A Tier II finder would need to satisfy disclosure and recordkeeping requirements, and the arrangement would be required to be documented in an agreement.
The finder would not be permitted to:
- Be involved in structuring the transaction or negotiating the terms of the investment.
- Handle funds or securities, or have the power to bind the issueror investor.
- Participate in the preparation of any sales materials.
- Perform any independent analysis of the sale.
- Engage in any due diligence activities.
- Assist or provide financing.
- Provide advice as to the valuation or financial advisability of the investment.
Issuers eligible to hire a finder would be those that are not required to file reports under Section 13 or Section 15(d) of the Securities Exchange Act, and are engaged in an exempt offering not involving general solicitation, among other requirements.

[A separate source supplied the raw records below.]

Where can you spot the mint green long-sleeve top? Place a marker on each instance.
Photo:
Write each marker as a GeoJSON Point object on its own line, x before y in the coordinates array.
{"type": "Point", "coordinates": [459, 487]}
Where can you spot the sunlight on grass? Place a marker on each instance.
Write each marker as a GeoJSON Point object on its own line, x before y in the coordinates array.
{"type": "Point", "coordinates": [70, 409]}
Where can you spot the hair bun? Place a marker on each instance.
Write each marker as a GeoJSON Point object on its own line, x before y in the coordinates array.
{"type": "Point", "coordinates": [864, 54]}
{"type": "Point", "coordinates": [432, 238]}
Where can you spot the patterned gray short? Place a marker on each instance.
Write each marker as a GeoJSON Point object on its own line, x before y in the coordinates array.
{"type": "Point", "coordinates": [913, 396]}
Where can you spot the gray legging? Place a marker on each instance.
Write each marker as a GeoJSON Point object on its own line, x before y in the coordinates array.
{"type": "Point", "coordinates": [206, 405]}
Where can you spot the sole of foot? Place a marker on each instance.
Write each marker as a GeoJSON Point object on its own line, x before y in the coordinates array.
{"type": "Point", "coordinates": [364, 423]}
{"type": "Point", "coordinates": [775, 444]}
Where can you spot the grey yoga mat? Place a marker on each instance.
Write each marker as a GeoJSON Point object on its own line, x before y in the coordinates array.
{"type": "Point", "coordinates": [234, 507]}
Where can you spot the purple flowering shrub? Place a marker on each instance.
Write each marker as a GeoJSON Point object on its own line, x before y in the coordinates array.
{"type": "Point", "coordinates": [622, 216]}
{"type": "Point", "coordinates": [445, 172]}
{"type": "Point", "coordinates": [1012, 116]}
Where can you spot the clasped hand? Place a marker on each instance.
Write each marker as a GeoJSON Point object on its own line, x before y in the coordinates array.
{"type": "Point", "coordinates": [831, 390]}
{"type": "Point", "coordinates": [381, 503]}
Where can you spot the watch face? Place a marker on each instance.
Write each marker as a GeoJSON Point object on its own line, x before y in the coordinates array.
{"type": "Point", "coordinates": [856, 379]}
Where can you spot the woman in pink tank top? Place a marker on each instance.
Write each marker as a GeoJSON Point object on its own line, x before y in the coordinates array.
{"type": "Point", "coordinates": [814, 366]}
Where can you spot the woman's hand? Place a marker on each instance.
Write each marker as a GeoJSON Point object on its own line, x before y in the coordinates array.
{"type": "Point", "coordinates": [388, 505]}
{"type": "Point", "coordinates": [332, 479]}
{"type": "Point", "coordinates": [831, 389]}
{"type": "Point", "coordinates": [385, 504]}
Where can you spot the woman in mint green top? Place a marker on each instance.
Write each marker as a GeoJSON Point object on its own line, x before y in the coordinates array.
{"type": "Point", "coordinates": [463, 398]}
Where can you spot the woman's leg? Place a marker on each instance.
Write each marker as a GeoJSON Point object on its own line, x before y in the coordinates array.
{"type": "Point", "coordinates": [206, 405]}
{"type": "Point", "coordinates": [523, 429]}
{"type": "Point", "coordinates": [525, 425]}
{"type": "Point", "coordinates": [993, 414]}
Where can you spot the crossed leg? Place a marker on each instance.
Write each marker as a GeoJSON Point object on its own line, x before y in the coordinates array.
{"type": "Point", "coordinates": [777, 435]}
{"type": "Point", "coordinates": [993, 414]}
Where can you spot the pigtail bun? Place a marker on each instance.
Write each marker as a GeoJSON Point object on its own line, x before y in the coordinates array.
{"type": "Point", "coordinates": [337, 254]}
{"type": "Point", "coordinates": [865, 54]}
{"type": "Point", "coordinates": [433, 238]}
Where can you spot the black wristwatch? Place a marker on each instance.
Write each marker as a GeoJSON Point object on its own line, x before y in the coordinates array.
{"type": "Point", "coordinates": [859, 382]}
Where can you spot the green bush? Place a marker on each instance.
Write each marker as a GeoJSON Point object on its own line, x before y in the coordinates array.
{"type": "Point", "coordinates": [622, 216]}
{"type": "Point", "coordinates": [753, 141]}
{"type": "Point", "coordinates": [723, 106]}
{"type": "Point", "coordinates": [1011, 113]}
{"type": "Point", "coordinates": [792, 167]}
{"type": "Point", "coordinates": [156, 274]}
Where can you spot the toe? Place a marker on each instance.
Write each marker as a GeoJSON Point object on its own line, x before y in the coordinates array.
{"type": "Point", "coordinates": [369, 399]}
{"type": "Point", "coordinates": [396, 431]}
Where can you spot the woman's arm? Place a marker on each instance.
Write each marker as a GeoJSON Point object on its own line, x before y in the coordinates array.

The exemption, as currently proposed, applies only to natural persons, and not to entities. One of the questions the SEC has proposed for public comment, however, is whether this should be the case. Without the limited liability protections of a corporate or LLC structure, many finders, who are often higher-net-worth individuals, may think twice before putting their personal assets at risk for the sake of a finder’s fee. If the exemption ultimately does not extend to entities, a finder would be well advised to negotiate strong indemnification provisions in the finders agreement in the event of an investigation or litigation.